A simple and reliable statistical method is presented for service life prediction of steel bridges which is based on measured strain data gathered from a real-time structural health monitoring system over a specified time period. The following innovations were used in the proposed method:

  1. 1.

    A nonparametric bootstrap method is employed for generation of new samples of measured strain data, which are then used to simulate stresses of steel bridges under daily traffic loads. This paper presents describes how the bootstrap method can be used to predict possible future fatigue cycles as a nonparametric statistical tool. This method uses computer simulations to replace the complex theoretical probabilistic assumptions and models required for most statistical approaches used to summarize probability distributions.

  2. 2.

    A service life index is introduced based on the survival distribution function of the maximum stresses, using Miner’s rule according to the steel linear elastic behavior.
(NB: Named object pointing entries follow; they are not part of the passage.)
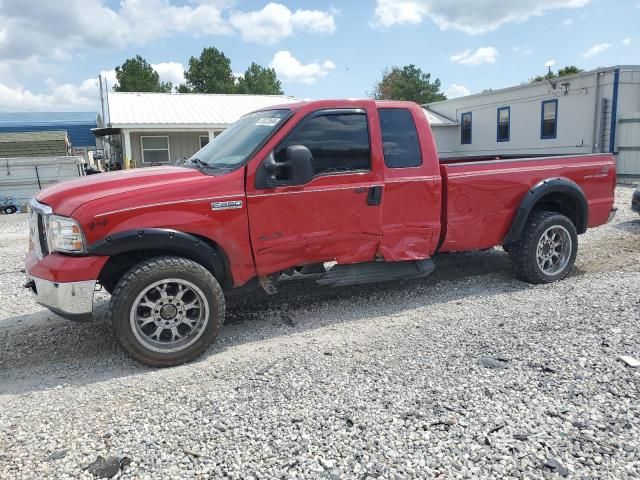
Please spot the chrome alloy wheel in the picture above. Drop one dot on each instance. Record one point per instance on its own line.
(169, 315)
(554, 250)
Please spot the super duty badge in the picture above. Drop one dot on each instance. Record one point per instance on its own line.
(227, 205)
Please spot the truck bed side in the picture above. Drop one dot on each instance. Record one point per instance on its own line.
(482, 198)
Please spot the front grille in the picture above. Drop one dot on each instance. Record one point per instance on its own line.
(37, 227)
(42, 235)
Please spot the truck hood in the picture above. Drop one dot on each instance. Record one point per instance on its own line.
(65, 197)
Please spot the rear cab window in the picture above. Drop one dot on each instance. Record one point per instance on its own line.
(400, 142)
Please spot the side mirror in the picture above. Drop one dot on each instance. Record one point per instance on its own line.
(300, 163)
(296, 169)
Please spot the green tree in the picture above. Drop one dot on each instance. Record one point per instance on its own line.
(569, 70)
(408, 83)
(563, 72)
(137, 75)
(259, 80)
(209, 73)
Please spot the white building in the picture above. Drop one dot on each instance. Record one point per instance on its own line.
(591, 112)
(144, 129)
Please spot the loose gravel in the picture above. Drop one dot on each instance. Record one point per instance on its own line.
(465, 374)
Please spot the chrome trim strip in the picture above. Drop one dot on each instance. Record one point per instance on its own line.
(516, 170)
(315, 190)
(161, 204)
(455, 161)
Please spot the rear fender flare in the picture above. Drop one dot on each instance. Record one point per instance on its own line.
(537, 193)
(162, 239)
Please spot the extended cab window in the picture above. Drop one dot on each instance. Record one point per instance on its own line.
(399, 138)
(338, 142)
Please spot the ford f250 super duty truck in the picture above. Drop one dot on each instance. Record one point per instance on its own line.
(352, 183)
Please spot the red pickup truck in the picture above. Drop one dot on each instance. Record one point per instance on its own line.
(352, 183)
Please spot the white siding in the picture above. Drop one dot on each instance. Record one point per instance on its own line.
(584, 126)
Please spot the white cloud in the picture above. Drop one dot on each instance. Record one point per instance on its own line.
(469, 16)
(44, 29)
(289, 68)
(596, 50)
(480, 56)
(522, 50)
(276, 21)
(59, 97)
(455, 91)
(170, 72)
(56, 32)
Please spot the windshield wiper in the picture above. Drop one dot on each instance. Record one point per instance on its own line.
(222, 165)
(199, 162)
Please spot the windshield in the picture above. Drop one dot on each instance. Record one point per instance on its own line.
(233, 146)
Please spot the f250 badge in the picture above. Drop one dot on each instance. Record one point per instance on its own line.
(603, 173)
(228, 205)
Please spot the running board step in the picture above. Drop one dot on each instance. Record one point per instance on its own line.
(372, 272)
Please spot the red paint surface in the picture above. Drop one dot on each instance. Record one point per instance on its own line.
(468, 206)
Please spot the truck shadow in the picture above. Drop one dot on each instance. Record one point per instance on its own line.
(41, 351)
(632, 226)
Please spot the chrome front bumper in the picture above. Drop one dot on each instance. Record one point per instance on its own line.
(72, 300)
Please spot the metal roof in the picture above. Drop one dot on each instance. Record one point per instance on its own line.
(437, 120)
(33, 144)
(77, 124)
(184, 110)
(32, 136)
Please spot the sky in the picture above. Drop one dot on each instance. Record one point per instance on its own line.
(51, 51)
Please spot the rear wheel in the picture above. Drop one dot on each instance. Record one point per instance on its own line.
(547, 249)
(166, 311)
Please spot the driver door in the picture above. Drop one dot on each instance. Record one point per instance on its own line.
(336, 215)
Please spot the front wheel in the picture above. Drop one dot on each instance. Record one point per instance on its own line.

This quantitative index enables the prediction of the ultimate service life of existing steel bridges based on the number of cycles.

  3. 3.

    Also, a service life function as a nonlinear service life function is proposed for the prediction of remaining service life of steel bridges. This function can be used for modeling relationships between life index and cumulative number of cycles using regression analysis. The proposed service life function can predict the remaining service life for any arbitrary future time period within the range of values considered in the experiments. The fitted service life function was capable of considering the actual changes in the average daily traffic for the prediction of remaining service life.

  4. 4.

    In a structural health monitoring program, service life of a steel bridge can be calculated using the proposed function based on regression analysis which presents a powerful tool for determining accuracy of statistical functions. As a result, this method predicts the number of cycles under fatigue behavior which a steel bridge can endure in its service time period. The proposed service life prediction can contribute to effective management of steel bridges.